31 S.E.2d 75 | Ga. Ct. App. | 1944
In no criminal or quasi-criminal case has the State or any municipality the authority to except to any sentence, judgment, or decision of the court. Such exception can be made only by the accused.
The defendant in error has filed a motion to dismiss the writ of error, one of the grounds of which is that the judgment sought to be reviewed occurred upon the hearing of a certiorari in a quasi-criminal case, and therefore is not appealable by the City of Atlanta.
It is well settled by numerous decisions of the Supreme Court and this court that neither the State nor any municipality has the authority in a criminal or quasi-criminal case to except to any sentence, judgment, or decision of the court. City ofManchester v. Dunn,
In the last-cited case, Andrew Csiki was convicted in the recorder's court of the City of Moultrie of violating a certain ordinance of the city. The judge of the superior court refused to sanction his petition for certiorari, and that judgment was assigned as error in the bill of exceptions. This court held that the defendant's conviction was not authorized by the evidence set out in the petition for certiorari, and that, therefore, the refusal to sanction the petition was error. Thereafter, the judge of the superior court entered an order making the judgment of this court the judgment of his court and relieving the defendant's bondsman from further liability upon the bond. That judgment was assigned as error in a bill of exceptions, on the ground that the judge had no authority to render it. Counsel for Csiki filed a motion to dismiss the writ of error, on the ground that the City of Moultrie could not legally appeal from a judgment in a criminal or quasi-criminal case, and *367 this court sustained the motion and dismissed the bill of exceptions.
In State v.
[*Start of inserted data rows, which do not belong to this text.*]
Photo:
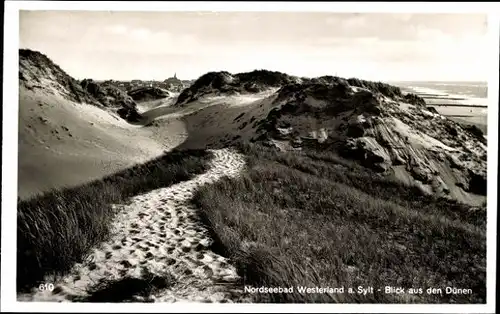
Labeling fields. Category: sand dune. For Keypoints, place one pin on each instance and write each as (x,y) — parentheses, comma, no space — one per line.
(158,235)
(64,143)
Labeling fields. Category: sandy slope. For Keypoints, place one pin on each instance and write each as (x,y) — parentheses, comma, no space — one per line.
(157,233)
(63,143)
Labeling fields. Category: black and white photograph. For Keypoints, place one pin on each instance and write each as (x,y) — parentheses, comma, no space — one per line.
(250,157)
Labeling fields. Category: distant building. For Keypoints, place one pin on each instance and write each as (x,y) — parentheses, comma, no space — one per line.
(173,80)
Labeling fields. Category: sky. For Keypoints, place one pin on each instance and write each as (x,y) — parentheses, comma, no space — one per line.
(155,45)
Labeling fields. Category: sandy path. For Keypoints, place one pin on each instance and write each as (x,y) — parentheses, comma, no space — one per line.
(157,235)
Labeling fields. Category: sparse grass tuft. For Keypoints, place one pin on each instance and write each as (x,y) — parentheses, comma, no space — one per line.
(314,219)
(57,229)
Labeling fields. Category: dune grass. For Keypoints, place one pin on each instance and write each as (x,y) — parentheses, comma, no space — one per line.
(57,229)
(314,219)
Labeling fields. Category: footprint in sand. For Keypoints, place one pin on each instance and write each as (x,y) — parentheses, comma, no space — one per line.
(155,237)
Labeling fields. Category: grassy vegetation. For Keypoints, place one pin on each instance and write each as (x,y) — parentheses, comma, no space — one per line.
(315,219)
(57,229)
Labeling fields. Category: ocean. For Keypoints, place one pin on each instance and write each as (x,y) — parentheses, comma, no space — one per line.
(463,102)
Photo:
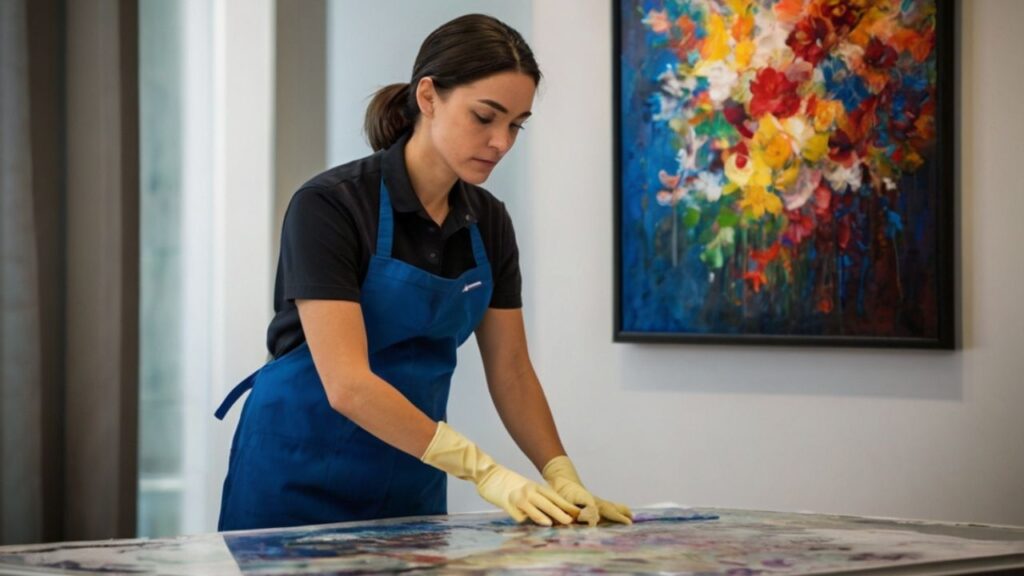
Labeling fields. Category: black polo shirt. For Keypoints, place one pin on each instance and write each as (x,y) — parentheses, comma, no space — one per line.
(330,232)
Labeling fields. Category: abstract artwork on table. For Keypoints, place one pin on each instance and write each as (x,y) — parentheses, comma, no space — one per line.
(662,541)
(783,171)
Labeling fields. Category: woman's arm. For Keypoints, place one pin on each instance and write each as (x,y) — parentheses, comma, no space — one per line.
(521,405)
(514,386)
(337,340)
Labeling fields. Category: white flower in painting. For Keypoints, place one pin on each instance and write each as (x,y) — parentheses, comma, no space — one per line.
(668,108)
(687,156)
(807,182)
(770,41)
(799,131)
(845,177)
(709,184)
(671,92)
(721,79)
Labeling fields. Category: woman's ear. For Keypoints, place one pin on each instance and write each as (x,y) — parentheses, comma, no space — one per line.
(426,95)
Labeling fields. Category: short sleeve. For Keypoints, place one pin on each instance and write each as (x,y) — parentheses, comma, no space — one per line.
(508,280)
(320,251)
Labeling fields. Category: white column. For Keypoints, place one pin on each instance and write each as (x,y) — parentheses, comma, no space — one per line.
(243,201)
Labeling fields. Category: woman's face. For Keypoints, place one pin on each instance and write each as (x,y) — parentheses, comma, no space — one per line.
(473,126)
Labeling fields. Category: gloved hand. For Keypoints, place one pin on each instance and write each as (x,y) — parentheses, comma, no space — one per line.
(561,475)
(521,498)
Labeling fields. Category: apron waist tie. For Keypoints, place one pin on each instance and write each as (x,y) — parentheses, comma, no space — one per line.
(233,396)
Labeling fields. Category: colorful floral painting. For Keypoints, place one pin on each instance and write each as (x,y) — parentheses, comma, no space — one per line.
(783,171)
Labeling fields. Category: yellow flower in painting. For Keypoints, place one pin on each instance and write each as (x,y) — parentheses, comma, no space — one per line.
(738,169)
(771,145)
(825,113)
(757,201)
(815,148)
(787,177)
(716,45)
(738,6)
(742,53)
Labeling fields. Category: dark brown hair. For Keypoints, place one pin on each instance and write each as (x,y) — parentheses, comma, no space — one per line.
(461,51)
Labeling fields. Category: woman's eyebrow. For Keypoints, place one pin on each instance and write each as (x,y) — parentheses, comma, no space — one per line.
(500,108)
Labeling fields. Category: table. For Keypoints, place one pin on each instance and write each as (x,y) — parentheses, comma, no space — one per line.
(663,540)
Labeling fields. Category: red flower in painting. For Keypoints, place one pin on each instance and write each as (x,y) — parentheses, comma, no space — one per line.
(736,116)
(841,148)
(773,93)
(880,54)
(843,14)
(811,39)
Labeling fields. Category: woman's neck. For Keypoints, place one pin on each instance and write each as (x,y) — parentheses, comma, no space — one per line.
(429,175)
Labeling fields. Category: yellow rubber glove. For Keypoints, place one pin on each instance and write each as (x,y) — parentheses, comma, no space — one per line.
(561,475)
(521,498)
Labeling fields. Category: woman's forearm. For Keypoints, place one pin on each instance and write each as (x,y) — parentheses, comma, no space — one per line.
(381,410)
(523,408)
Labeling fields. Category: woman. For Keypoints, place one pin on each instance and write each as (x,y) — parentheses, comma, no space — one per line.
(387,264)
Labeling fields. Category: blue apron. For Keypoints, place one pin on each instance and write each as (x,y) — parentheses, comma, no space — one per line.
(295,460)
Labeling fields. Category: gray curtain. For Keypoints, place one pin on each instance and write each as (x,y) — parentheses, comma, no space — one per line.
(69,270)
(20,410)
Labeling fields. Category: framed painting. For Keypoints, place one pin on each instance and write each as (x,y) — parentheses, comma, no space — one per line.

Jones, supra, the court said: "The rule seems to be well settled in England, that in criminal cases a new trial is not grantable to the Crown after verdict of acquittal, even though the acquittal be founded on the misdirection of the judge. This is the general rule, and obtains in the States of our Union. It excludes a rehearing after acquittal upon errors of law, and, therefore, it would seem, denies also a rehearing upon judgments of the court upon questions of law, even when the jury have not passed upon the guilt or innocence of the prisoner. If the effect of the judgment is a discharge, there can be no rehearing, either by new trial or writ of error. Indeed it may be stated, as a general rule, that in criminal cases, upon general principles, errors are not subject to revision at the instance of the State. . . It may be said, too, that the rule of the common law, denying to the State a new trial, contemplates cases only where there has been a verdict of acquittal, and can not apply to errors in law committed by the court; whereas, here, there was no verdict. We have seen that a new trial will not be given in cases where the verdict is the result of the misdirection of the court. Errors in law, therefore, can not be reached by a new trial at the instance of the State. But, farther, the common law maxim and the constitution are founded in the humanity of the law, and in a jealous watchfulness over the rights of the citizen, when brought in unequal contest with the State. It is doubtless, in thespirit of this benign rule of the common law, embodied in the Federal constitution — a spirit of liberty and justice, tempered with mercy, that, in several of the States of this Union, in criminal causes, a writ of error has been denied to the State."
The above-quoted language of Judge Nisbet is quoted approvingly in State v. B'Gos, supra. It has been further held that the provision of the Code, § 110-701, that "a void judgment may be attacked in any court and by any person," does not confer the right of appeal upon the State or a municipality in a criminal or quasi-criminal case. State v. B'Gos, supra;City of Manchester v. Rowe, supra.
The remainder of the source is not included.